Quality Compliance Sr. Specialist - maternity cover 12 months Date: Oct 22, 2024
Location: Santhia, Italy, 0000
Job Id: 58895
TAPI is the leading international supplier of active pharmaceutical ingredients (APIs). With the industry's broadest portfolio including over 350 API products, we support 80% of top 50 global pharmaceutical companies. We have a reliable history in the generic API industry dating back over 80 years, and we are considered one of the most trusted API suppliers. Our experience, expertise, technologies, and exceptional customer service enable TAPI to lead the industry.
Our employees are at the core of our success. TAPI employs more than 4,000 professionals at 14 sites worldwide, with state-of-the-art production facilities located in Italy, Hungary, the Czech Republic, Croatia, Israel, Mexico, and India.
Main responsibilities and activities In the Quality Compliance group, we are looking for a brilliant profile reporting to the Quality Compliance Manager with the following responsibilities and activities:
Perform Risk Assessment/Gap assessment using various tools. Inspection Readiness – support the team in preparing the Site to be ready for an Authority Inspection. Regulatory Inspections – regulatory inspections preparation, execution, and CAPA plan drafting. Execute and report Internal Audits and Quality Walk Around to guarantee site compliance to cGMP standards. Customer audit - preparation, execution, and CAPA plan drafting. Supplier – management of suppliers according to the internal procedure. Perform Investigations, CAPA & Deviation Review / Change Control - apply a structured methodology to investigation, change documentation. Track and report on status. Site Master File - Drafting and maintenance of a Site Master File (SMF). Training – Perform GMP training to site personnel and support the compliance team in new training initiatives. Quality Council - preparation of Site Quality Council. Requirements Education/experience:
Bachelor's degree in Chemistry, Pharmacy, Life Sciences, or closely related discipline is required. At least 3 years of work experience in Quality Assurance (quality compliance or system is preferred).

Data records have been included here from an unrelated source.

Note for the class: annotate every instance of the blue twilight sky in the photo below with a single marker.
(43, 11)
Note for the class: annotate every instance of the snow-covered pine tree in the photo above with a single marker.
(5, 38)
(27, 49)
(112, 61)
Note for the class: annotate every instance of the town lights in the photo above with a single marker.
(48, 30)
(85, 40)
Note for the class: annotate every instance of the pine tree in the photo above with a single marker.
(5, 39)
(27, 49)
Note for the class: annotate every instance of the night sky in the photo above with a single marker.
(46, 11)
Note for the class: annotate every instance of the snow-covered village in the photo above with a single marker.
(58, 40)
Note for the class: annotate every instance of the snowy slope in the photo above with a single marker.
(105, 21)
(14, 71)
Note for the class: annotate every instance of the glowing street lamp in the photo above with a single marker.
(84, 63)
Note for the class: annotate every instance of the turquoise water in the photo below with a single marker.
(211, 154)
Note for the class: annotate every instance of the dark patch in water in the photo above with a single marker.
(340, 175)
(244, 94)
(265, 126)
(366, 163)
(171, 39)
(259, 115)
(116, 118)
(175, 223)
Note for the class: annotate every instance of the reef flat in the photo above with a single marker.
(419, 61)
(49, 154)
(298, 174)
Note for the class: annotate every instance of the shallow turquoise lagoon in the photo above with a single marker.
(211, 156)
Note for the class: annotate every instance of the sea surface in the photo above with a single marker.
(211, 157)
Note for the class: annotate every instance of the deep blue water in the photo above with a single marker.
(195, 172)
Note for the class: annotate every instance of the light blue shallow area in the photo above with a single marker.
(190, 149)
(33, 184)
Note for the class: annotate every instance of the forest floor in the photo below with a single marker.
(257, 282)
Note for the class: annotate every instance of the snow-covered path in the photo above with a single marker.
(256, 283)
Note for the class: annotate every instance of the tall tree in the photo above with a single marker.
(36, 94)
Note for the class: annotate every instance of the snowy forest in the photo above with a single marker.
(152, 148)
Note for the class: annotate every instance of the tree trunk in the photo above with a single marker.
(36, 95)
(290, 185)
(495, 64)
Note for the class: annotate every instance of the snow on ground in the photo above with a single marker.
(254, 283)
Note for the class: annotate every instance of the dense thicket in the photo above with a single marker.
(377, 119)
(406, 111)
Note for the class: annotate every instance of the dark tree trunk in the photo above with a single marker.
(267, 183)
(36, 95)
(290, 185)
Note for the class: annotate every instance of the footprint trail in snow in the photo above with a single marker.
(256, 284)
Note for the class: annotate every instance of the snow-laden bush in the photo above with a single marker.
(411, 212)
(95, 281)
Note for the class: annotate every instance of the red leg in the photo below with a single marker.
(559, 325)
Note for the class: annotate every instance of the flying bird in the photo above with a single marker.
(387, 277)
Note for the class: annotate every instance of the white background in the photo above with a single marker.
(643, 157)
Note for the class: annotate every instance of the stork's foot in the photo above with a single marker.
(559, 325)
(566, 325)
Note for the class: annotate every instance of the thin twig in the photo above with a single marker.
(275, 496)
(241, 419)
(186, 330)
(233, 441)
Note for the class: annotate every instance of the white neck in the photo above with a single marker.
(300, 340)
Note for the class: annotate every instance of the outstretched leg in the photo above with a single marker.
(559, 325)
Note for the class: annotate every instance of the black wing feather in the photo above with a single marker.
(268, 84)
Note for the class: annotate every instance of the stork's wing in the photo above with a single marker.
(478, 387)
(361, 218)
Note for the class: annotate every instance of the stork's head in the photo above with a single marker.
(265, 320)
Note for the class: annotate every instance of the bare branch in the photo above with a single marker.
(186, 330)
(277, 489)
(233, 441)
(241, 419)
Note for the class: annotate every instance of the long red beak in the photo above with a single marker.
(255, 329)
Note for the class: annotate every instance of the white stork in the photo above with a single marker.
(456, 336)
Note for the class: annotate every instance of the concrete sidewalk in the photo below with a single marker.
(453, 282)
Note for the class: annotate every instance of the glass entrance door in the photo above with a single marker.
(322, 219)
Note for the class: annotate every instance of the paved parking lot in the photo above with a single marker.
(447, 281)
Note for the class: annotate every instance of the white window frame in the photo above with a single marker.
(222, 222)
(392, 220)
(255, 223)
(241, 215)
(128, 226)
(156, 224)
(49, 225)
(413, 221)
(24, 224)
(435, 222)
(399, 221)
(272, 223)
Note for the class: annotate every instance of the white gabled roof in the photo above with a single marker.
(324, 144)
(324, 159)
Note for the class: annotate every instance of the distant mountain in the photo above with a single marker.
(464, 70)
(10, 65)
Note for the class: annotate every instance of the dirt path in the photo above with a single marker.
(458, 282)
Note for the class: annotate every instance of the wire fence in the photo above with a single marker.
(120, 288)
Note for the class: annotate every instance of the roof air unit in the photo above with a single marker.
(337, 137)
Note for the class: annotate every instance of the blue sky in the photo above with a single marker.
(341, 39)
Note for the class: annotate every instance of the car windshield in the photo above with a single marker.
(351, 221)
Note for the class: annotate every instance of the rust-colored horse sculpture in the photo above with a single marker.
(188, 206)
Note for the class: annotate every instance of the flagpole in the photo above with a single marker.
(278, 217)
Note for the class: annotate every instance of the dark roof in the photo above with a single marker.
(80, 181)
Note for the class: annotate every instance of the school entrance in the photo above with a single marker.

Strong experience in drafting risk assessments using various tools (e.g., FMEA, etc.). Strong experience in QMS (DR, CAPA, Change Control). Experience in audit management (both internal audit and external from customer and/or from Regulatory Authority). Experience in Data Integrity application on Computer System is preferred. Skills:
Able to work with a high level of autonomy. Able to interact with employees, other managers, and cross-functional peers. Ability to work cross-functionally. Languages:
Italian, good command of English is a strong preference.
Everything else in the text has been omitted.